Can you believe that? That shot red flags up the pole for me, I can tell you. Something was very very fishy about this whole thing.
If that wasn’t bad enought, the Latin version of the Encyclical, at the time of its first release said: “qui pro vobis funditur et pro omnibus in remissionem peccatorum” which changed the words of Scripture and thus the Mass formula!
Mind you, the citation was clearly a paraphrase of the account and not a direct quote: it was cited with a confer (“cf.” or “cfr”) reference, so they have an out. However, that was in fact, in black on white, the text at the time of the public release of Ecclesia de Eucharistia.
But wait, there’s more. The certified text of any papal document is always promulgated in the official monthly publication of the Holy See called Acta Apostolicae Sedis (AAS). Very often, after big documents come out with a great bang and splash, some months later the real text is issued, and it is different - and no one knows it because no one reads the Latin anymore.
When you look now at the official AAS text of the EdE 2 wherein the Pope supposedly changed pro multis to pro omnibus we find that a correction has been made (cf. AAS 95 – 7 July 2003 – p. 434). The pro multis is back in its proper place, the errant Scripture citations are cleaned up, and the bad pro omnibus is not to be found.
Someone, God bless him, put the smack down on pro omnibus in EdE 2.
A Polish colleague of mine verifies that on the Vatican’s website, the Polish version of EdE says “za wielu…for many” in the controverted spot.
Draw your conclusions as you will, someone, if not Pope John Paul himself (or a future Pope), had the clout to get this changed. Since this was clearly a DOCTRINAL issue, I wonder who else could have been involved. Hmmmmm…..
My spies told me back then that a couple heads rolled for this little bit of Scriptural and liturgical hijinx.
Now it seems that on the Vatican’s website, in the archived documents of John Paul II, the link for the Latin version of Ecclesia de Eucharistia has been killed. Look for yourself:
The funny thing about this is that the Latin was there once. Here is what I wrote in a WDTPRS column back in 2003:
Last week I wrote in reference to the Holy Father’s new encyclical letter Ecclesia de Eucharistia (EdE) that “the Holy See’s website inexplicably did not provide the Latin text, but only the English, French, German, Italian, Polish, Portuguese, and Spanish).” I am happy to report that the Latin text has been added and is now available online.

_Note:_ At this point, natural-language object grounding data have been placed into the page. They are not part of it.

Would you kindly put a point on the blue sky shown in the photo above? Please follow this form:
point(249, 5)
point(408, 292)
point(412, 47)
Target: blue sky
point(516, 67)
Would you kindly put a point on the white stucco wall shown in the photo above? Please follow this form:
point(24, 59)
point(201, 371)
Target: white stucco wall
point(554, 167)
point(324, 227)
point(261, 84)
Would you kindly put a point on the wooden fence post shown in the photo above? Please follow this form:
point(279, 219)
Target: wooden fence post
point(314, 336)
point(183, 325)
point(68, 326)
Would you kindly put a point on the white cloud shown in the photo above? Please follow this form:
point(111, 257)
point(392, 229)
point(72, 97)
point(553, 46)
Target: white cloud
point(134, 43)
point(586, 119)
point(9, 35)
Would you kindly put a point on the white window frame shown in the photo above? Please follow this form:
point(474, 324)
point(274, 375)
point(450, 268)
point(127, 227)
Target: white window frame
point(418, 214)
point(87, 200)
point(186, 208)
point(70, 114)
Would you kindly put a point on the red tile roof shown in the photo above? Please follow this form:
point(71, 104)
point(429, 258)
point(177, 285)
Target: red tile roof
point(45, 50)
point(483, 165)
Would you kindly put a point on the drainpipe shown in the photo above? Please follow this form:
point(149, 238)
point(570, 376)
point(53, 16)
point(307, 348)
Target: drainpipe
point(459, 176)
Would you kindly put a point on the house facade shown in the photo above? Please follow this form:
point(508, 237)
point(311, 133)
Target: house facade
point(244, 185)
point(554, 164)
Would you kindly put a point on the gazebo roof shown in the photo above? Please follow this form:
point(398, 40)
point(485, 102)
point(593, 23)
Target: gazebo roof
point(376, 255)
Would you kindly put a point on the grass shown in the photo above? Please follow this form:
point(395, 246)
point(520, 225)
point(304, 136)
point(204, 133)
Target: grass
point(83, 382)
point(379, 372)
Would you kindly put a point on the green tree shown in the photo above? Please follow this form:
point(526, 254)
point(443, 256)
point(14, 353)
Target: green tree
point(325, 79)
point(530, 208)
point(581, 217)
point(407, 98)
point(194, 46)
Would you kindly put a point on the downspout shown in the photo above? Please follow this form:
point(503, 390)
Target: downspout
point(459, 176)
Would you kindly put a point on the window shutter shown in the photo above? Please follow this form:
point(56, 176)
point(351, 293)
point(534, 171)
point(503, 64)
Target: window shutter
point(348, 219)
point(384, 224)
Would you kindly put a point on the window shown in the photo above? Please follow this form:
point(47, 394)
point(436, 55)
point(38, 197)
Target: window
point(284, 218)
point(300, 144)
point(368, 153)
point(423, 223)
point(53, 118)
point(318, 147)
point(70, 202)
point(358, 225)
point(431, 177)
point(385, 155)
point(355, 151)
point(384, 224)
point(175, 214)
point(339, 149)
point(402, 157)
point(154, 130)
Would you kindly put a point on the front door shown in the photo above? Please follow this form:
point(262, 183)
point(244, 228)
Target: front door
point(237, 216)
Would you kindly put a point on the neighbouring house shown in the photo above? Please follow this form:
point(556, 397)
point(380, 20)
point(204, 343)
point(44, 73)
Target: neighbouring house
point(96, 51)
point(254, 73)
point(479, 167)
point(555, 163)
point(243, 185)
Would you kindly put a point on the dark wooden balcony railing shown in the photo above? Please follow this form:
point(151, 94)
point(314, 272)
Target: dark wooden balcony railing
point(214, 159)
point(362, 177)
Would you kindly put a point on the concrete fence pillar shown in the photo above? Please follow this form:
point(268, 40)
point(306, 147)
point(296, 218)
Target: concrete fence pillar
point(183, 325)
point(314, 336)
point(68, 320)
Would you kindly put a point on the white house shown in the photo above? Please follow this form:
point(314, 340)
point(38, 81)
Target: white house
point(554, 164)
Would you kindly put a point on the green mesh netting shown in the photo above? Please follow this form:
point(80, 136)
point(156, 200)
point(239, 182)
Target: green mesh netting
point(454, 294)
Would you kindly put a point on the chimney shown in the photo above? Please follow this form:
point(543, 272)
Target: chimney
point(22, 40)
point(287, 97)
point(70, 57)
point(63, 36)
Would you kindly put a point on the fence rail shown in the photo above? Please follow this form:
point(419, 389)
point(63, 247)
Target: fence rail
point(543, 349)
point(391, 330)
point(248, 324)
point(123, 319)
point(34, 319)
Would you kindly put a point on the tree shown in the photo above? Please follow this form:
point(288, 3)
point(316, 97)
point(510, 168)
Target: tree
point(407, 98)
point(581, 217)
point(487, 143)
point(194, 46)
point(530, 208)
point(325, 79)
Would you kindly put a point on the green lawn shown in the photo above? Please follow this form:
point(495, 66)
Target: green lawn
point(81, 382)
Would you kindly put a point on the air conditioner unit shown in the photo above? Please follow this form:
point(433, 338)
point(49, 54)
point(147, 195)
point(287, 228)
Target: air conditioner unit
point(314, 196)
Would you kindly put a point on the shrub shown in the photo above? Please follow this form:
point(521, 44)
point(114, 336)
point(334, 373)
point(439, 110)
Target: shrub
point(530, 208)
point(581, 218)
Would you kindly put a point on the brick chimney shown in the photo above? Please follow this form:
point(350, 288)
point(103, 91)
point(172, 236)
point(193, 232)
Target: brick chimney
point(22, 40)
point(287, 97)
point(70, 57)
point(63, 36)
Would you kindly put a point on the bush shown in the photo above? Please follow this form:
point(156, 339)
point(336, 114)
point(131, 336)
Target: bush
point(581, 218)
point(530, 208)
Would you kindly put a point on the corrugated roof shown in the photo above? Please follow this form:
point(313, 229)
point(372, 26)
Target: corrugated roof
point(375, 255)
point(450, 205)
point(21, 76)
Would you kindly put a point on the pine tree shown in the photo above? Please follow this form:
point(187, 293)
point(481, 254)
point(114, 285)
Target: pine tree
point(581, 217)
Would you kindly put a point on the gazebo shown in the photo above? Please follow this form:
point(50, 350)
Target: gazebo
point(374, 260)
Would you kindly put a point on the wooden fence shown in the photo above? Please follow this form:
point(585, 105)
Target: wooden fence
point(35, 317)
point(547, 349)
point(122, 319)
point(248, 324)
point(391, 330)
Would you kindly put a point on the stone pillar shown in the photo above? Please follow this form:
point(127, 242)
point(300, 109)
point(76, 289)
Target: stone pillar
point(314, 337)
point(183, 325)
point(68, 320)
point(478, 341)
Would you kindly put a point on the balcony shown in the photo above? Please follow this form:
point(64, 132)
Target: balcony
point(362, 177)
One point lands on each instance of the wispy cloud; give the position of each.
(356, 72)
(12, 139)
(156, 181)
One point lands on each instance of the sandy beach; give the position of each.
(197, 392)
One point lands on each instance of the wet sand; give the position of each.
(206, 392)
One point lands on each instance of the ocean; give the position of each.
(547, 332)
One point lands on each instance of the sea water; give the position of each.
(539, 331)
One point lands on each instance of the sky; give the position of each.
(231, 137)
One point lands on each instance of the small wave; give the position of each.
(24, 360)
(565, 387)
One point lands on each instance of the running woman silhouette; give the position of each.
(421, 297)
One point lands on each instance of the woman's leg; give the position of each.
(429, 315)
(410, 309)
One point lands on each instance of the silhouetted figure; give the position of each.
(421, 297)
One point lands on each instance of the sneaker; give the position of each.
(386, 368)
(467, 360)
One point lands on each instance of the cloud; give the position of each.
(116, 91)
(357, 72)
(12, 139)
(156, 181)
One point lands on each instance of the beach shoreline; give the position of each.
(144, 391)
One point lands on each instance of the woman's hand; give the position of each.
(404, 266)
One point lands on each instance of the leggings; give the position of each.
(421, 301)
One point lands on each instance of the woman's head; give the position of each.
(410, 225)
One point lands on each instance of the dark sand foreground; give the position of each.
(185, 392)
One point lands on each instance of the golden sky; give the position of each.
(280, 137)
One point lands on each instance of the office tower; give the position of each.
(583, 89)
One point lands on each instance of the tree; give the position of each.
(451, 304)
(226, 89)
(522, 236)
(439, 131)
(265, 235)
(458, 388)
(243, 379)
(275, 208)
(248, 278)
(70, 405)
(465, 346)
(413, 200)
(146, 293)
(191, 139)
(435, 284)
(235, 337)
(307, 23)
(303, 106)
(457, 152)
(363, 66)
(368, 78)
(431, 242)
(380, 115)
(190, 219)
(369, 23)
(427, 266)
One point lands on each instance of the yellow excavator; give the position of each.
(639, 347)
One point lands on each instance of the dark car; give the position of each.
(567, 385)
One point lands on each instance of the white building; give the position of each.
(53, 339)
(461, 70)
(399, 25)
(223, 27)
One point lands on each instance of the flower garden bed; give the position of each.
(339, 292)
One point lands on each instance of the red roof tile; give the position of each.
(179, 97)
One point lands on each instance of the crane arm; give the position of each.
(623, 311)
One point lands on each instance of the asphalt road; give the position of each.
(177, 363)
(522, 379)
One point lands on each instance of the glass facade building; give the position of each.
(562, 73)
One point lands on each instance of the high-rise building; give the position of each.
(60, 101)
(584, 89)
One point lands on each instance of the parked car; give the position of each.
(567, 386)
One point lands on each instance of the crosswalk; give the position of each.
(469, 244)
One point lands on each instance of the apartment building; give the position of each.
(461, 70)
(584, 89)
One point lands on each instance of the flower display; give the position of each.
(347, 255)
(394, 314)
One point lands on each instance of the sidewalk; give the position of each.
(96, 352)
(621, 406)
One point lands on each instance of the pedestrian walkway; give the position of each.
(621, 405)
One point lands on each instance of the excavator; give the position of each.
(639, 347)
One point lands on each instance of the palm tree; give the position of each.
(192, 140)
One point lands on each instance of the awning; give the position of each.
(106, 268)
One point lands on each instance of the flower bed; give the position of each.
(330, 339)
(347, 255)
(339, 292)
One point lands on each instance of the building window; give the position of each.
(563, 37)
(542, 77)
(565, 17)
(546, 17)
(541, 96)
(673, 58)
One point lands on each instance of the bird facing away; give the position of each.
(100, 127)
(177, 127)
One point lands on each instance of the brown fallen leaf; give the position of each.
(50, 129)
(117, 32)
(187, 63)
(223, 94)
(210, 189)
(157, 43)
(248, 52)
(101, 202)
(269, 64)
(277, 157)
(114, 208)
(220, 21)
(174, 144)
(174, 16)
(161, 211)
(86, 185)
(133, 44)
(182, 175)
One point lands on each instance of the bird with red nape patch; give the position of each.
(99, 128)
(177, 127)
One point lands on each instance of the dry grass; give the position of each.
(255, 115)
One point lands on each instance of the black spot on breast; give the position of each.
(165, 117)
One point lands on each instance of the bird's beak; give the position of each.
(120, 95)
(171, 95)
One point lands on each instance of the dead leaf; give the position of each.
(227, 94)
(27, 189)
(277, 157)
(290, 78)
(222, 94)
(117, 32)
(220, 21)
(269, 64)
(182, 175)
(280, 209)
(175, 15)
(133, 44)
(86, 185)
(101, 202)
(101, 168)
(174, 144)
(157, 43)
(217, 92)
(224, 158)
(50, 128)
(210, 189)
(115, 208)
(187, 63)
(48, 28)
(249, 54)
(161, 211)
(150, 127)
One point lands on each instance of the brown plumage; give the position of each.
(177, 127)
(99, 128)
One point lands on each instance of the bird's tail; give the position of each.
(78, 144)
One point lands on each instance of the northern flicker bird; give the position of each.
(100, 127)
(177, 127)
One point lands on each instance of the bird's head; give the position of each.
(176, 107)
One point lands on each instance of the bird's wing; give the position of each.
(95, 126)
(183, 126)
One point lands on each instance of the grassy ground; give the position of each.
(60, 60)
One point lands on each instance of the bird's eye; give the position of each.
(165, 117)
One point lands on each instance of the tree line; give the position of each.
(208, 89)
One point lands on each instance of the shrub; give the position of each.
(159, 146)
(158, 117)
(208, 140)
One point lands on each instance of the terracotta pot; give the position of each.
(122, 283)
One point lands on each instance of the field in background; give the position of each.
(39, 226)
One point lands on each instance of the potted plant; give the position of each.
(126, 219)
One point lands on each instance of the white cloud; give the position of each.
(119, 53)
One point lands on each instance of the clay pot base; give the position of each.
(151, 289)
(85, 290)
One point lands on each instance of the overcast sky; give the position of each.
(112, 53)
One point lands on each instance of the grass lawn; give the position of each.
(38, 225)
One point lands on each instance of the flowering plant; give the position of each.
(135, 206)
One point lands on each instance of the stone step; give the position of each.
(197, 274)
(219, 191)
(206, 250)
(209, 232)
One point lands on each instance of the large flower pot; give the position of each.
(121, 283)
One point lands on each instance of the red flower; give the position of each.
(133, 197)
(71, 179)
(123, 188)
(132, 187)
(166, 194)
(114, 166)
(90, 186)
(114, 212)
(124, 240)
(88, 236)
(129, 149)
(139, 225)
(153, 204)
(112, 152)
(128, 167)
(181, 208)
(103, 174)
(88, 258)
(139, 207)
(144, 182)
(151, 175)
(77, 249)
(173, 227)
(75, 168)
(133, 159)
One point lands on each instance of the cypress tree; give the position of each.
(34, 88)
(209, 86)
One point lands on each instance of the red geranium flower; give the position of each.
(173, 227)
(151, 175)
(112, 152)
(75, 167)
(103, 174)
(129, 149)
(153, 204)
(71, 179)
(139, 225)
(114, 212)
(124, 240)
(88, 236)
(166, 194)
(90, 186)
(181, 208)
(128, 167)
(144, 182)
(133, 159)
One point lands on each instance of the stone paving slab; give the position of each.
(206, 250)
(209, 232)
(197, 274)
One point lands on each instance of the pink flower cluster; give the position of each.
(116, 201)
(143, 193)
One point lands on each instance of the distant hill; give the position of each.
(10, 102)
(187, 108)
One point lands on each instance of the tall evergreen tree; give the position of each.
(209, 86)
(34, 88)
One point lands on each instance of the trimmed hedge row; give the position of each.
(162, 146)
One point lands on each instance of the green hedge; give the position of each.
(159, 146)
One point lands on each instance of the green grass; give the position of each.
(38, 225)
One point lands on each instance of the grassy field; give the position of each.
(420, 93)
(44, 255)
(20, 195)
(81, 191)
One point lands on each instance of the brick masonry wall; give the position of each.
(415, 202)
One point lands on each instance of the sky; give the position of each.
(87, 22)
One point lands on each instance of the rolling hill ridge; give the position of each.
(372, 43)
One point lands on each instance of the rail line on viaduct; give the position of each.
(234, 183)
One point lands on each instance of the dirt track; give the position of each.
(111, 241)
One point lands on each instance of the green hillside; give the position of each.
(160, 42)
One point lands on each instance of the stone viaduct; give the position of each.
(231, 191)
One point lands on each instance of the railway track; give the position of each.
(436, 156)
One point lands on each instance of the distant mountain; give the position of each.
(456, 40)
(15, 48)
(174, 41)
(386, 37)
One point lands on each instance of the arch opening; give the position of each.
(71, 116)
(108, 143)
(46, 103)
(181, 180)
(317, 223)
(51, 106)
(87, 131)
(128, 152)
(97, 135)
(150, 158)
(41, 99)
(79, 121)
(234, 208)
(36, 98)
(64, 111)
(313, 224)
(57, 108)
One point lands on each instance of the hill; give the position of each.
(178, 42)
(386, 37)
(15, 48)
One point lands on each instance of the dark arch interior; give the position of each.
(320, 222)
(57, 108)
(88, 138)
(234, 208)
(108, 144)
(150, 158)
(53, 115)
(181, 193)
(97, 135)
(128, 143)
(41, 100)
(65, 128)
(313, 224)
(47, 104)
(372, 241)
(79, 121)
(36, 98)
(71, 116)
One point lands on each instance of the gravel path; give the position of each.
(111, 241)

Interesting, no? I also wrote back then… O my prophetic soul….
Now, before any traditional Catholics freak out completely and accuse the Pope of “changing Scripture” (mark my word some will do exactly that), please note that the citations are in the form of a “confer” abbreviated as “cf.” or (in Latin) “cfr”, which mean that the reader is to “bring together for comparison” the referenced texts. “Cf.” does not indicate an exact quotation. What the Pope did in EdE is offer a paraphrase, not an exact quotation.
Keep firmly in mind that the version in the Acta Apostolicae Sedis is the ONLY OFFICIAL VERSION of the document. The website does not provide official versions. The language versions at the time of the original release of the document to the world are not the official versions. All the vernacular language versions that came out, were issue before the text appeared in the Acta Apostolicae Sedis. You would think that the vernacular versions would be double-checked and revised and even republished after the release of the official text, right? But Noooooooo……
The problem is, who goes to actually look at the Latin in the Acta Apostolicae Sedis and, if they do, how many can read it?